Most Cisco gear is believed to be impacted. No attacks detected, as of yet.
Written by Catalin Cimpanu, Contributor
Cisco

A vulnerability disclosed today allows hackers to plant persistent backdoors on Cisco gear, even over the Internet, with no physical access to vulnerable devices.

Named Thrangrycat, the vulnerability impacts the Trust Anchor module (TAm), a proprietary hardware security chip part of Cisco gear since 2013.

This module is the Intel SGX equivalent for Cisco devices. The TAm runs from an external, hardware-isolated component that cryptographically verifies that the bootloader that loads and executes on Cisco gear is authentic.

Thrangrycat vulnerability

But last year, security researchers from Red Balloon Security have found a way to attack the TAm via one of the data streams running in and out of the component -- by manipulating the Field Programmable Gate Array (FPGA) bitstream.

Modifying this bitstream requires root access to the device, meaning that hackers can use the Thrangrycat vulnerability to modify the TAm unless they already compromised Cisco devices to the core.

Under normal circumstances, most devices would be safe.
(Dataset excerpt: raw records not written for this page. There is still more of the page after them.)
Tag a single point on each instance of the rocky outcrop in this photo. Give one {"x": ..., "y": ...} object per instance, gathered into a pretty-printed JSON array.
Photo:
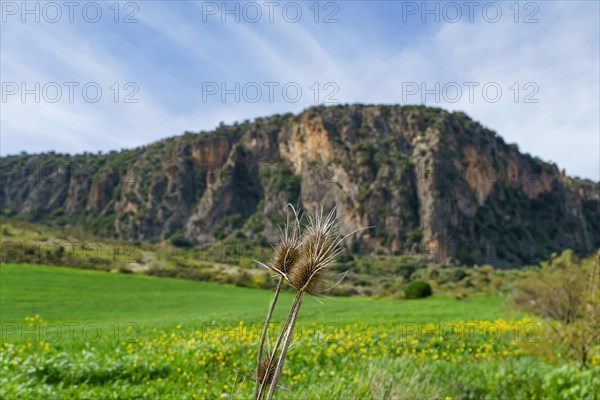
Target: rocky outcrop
[{"x": 428, "y": 181}]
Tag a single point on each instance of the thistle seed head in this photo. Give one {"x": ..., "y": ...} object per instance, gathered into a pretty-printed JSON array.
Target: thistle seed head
[
  {"x": 285, "y": 256},
  {"x": 319, "y": 247}
]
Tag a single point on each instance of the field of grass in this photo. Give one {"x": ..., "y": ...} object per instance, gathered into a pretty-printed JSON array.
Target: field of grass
[{"x": 69, "y": 333}]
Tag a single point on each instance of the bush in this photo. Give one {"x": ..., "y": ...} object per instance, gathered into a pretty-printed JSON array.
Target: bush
[
  {"x": 178, "y": 240},
  {"x": 417, "y": 290}
]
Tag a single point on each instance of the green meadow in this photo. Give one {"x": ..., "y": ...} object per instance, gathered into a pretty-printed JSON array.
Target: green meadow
[{"x": 69, "y": 333}]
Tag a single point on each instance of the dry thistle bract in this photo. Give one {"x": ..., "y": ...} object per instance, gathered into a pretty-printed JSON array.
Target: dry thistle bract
[
  {"x": 320, "y": 246},
  {"x": 285, "y": 256},
  {"x": 264, "y": 369}
]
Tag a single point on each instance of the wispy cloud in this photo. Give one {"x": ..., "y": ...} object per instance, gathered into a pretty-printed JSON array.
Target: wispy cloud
[{"x": 370, "y": 54}]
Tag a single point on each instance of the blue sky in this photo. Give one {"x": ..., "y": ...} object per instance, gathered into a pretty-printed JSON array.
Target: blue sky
[{"x": 543, "y": 56}]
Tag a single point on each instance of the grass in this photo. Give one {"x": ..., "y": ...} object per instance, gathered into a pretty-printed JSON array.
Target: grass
[
  {"x": 356, "y": 350},
  {"x": 66, "y": 294}
]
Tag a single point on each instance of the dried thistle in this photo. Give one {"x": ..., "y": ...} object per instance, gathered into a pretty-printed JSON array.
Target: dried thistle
[
  {"x": 303, "y": 259},
  {"x": 319, "y": 248},
  {"x": 286, "y": 254},
  {"x": 265, "y": 371}
]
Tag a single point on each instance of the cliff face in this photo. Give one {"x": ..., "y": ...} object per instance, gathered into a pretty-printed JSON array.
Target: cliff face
[{"x": 431, "y": 182}]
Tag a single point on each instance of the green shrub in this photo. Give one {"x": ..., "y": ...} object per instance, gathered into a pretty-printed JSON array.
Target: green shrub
[{"x": 417, "y": 290}]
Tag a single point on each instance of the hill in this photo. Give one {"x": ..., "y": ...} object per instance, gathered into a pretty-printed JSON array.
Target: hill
[{"x": 429, "y": 181}]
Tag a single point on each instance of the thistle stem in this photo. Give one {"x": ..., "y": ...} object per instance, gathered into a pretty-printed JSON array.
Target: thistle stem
[
  {"x": 280, "y": 339},
  {"x": 264, "y": 333},
  {"x": 294, "y": 313}
]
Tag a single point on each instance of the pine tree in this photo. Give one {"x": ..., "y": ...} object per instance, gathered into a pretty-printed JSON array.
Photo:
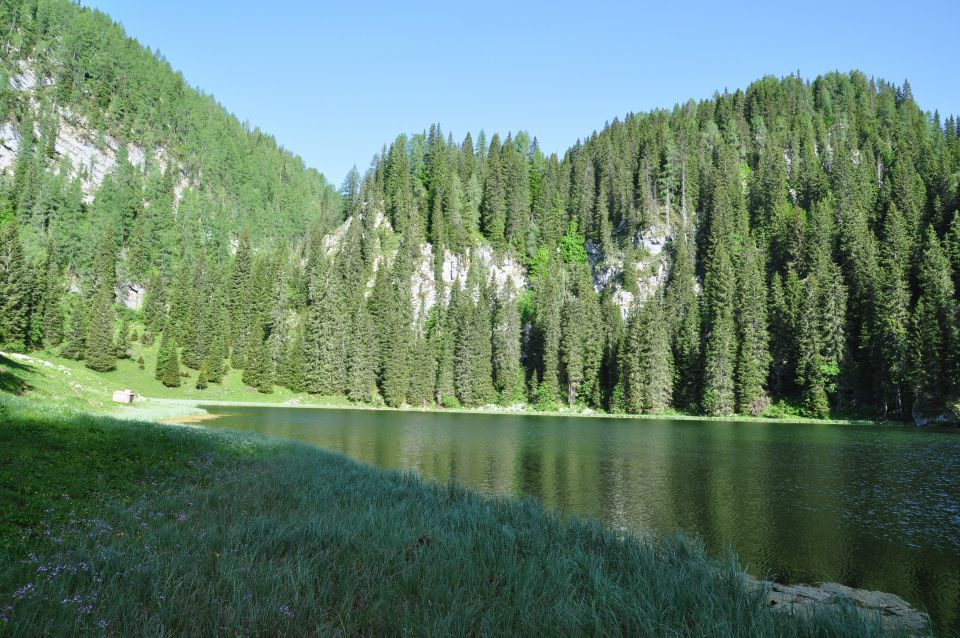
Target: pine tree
[
  {"x": 421, "y": 389},
  {"x": 240, "y": 299},
  {"x": 14, "y": 290},
  {"x": 892, "y": 320},
  {"x": 571, "y": 346},
  {"x": 394, "y": 326},
  {"x": 493, "y": 206},
  {"x": 953, "y": 248},
  {"x": 257, "y": 371},
  {"x": 647, "y": 382},
  {"x": 507, "y": 371},
  {"x": 935, "y": 341},
  {"x": 202, "y": 380},
  {"x": 326, "y": 336},
  {"x": 719, "y": 284},
  {"x": 52, "y": 318},
  {"x": 442, "y": 337},
  {"x": 164, "y": 352},
  {"x": 100, "y": 351},
  {"x": 720, "y": 335},
  {"x": 753, "y": 357},
  {"x": 77, "y": 334},
  {"x": 682, "y": 309},
  {"x": 170, "y": 376},
  {"x": 361, "y": 375}
]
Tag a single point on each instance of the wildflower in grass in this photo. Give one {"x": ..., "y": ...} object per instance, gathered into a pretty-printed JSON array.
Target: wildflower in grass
[{"x": 26, "y": 591}]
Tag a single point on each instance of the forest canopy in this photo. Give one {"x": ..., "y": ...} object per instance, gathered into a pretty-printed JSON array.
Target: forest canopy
[{"x": 794, "y": 246}]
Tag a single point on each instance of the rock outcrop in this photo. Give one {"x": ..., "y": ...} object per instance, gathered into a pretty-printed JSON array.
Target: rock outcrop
[{"x": 893, "y": 612}]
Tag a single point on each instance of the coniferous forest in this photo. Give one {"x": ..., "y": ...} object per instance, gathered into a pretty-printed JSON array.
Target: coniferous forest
[{"x": 790, "y": 247}]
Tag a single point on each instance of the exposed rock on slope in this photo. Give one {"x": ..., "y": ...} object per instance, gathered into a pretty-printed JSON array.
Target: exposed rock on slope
[
  {"x": 91, "y": 154},
  {"x": 894, "y": 613}
]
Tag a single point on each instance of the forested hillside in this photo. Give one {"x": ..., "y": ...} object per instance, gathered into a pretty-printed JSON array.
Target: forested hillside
[
  {"x": 99, "y": 133},
  {"x": 794, "y": 247}
]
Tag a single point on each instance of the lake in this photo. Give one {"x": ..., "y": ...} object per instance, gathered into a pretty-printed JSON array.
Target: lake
[{"x": 873, "y": 507}]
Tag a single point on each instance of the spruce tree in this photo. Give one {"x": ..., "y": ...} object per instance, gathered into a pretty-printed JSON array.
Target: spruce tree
[
  {"x": 719, "y": 334},
  {"x": 101, "y": 350},
  {"x": 77, "y": 333},
  {"x": 682, "y": 309},
  {"x": 52, "y": 319},
  {"x": 753, "y": 357},
  {"x": 14, "y": 290},
  {"x": 170, "y": 376},
  {"x": 935, "y": 341},
  {"x": 507, "y": 371},
  {"x": 648, "y": 362},
  {"x": 202, "y": 380},
  {"x": 295, "y": 363},
  {"x": 361, "y": 381},
  {"x": 892, "y": 320},
  {"x": 240, "y": 299},
  {"x": 164, "y": 352}
]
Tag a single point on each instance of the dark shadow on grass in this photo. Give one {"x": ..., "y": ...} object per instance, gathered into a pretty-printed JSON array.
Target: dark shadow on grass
[{"x": 11, "y": 376}]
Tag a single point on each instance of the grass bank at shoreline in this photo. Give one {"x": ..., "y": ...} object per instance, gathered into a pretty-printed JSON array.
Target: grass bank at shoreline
[
  {"x": 70, "y": 384},
  {"x": 126, "y": 528}
]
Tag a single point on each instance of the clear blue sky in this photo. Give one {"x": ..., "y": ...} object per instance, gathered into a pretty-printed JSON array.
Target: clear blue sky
[{"x": 334, "y": 83}]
However, if an attacker chains a security flaw that lets them get access to Cisco gear as root, then this vulnerability comes into play and becomes a big problem for device owners.

The Cisco IOS RCE

Unfortunately for all Cisco device owners, the same Red Balloon Security team also discovered a remote code execution flaw in the web interface of the Cisco IOS XE software that runs on Cisco devices, which can be used to gain root access on Cisco routers and switches.

This means that by combining Thrangrycat (CVE-2019-1649) with this remote code execution flaw (CVE-2019-1862), an attacker located anywhere on the internet can take over devices, gain root access, and then disable the TAm boot process verification, and even prevent future TAm security updates from reaching devices.

This, in turn, allows attackers to modify Cisco firmware and plant persistent backdoors on targeted devices.

Most Cisco gear likely impacted

Researchers said they only tested this vulnerability with Cisco ASR 1001-X routers, but any Cisco device running an FPGA-based TAm is vulnerable.

Cisco released security updates for both vulnerabilities earlier today. The Cisco Thrangrycat security advisory lists devices Cisco believes are impacted, along with available firmware patches.

The Cisco security advisory for the RCE bug in the Cisco IOS XE web UI also includes a form that lets device owners see if the version they're running is vulnerable.

Cisco said it did not detect any attacks exploiting these two flaws. Nonetheless, taking into account that proof of concept code to demonstrate both flaws is available in the public domain, attacks are eventually expected to take place.

On a website dedicated to the Thrangrycat vulnerability, the Red Balloon Security team said plan to present a tool for detecting Thrangrycat attacks in August this year, at the Black Hat 2019 security conference.